INTERNET DRAFT OAM Reqts. tools that enable flow Analysis       May 2012


2. Requirements

   The main requirement is being able to trace the exact path that a
   particular flow will take through the network and obtain all relevant
   information about the links along that path which provides the
   network operator with enough information to troubleshoot a network
   failure or quickly obtain performance data about that path.

   Increasing number of networks are using multi-path configurations to
   improve load-balancing and redundancy in their networks. These multi-
   paths could be in the form of ECMP paths offered by the routing
   protocols, but also Layer 2 ECMP paths (e.g. via TRILL [RFC 5556] or
   SPB [IEEE SPB]) and LAGs between adjacent routers.

2.1 Flow tracing

   Ideally, the OAM trace packet should undergo the same processing at
   each node as would the actual application flow that is being traced.
   The forwarding process in switches and routers typically includes
   fields from the L2, IP, and transport (TCP/UDP) headers, to determine
   which member of an ECMP or LAG to forward the packet on.
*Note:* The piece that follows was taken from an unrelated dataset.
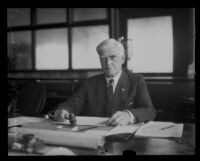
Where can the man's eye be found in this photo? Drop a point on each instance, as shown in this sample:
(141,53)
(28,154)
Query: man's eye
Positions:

The OAM
   packets should also contain the flow entropy allowing for the same
   processing that a typical data packet would go through.

   Current tools like ping and Traceroute do not carry the application
   flow information, and hence the path that those packets follow
   through the network could differ from the packets of the specific
   flow that is of interest.

2.2 Fate sharing and actual flow interference

   OAM probes while sharing fate with the actual flow, should not affect
   the real application in progress at the time of troubleshooting. The
   OAM request originating from the sender should not interfere with the
   actual application at the target host Likewise, the OAM  response
   should not go back to the real application at the originator of the
   OAM query.

2.2.1 Side effects of requirements 2.1 and 2.2

   To ensure that OAM packets share the same fate as that of the
   Application's packets, and yet do not get delivered to the
   application, it would be necessary to have an indication in the
   packet to distinguish OAM packets from regular application flow
   packets. The inclusion of such an indication in the packet should
   still result in the formation of a legitimate packet, and should not
   trigger security based drops or alarms at intermediate firewalls and
   IDS/IPS appliances, due to, say, an incorrect checksum or invalid



Janardhanan Pathangi     Expires November 2012                  [Page 5]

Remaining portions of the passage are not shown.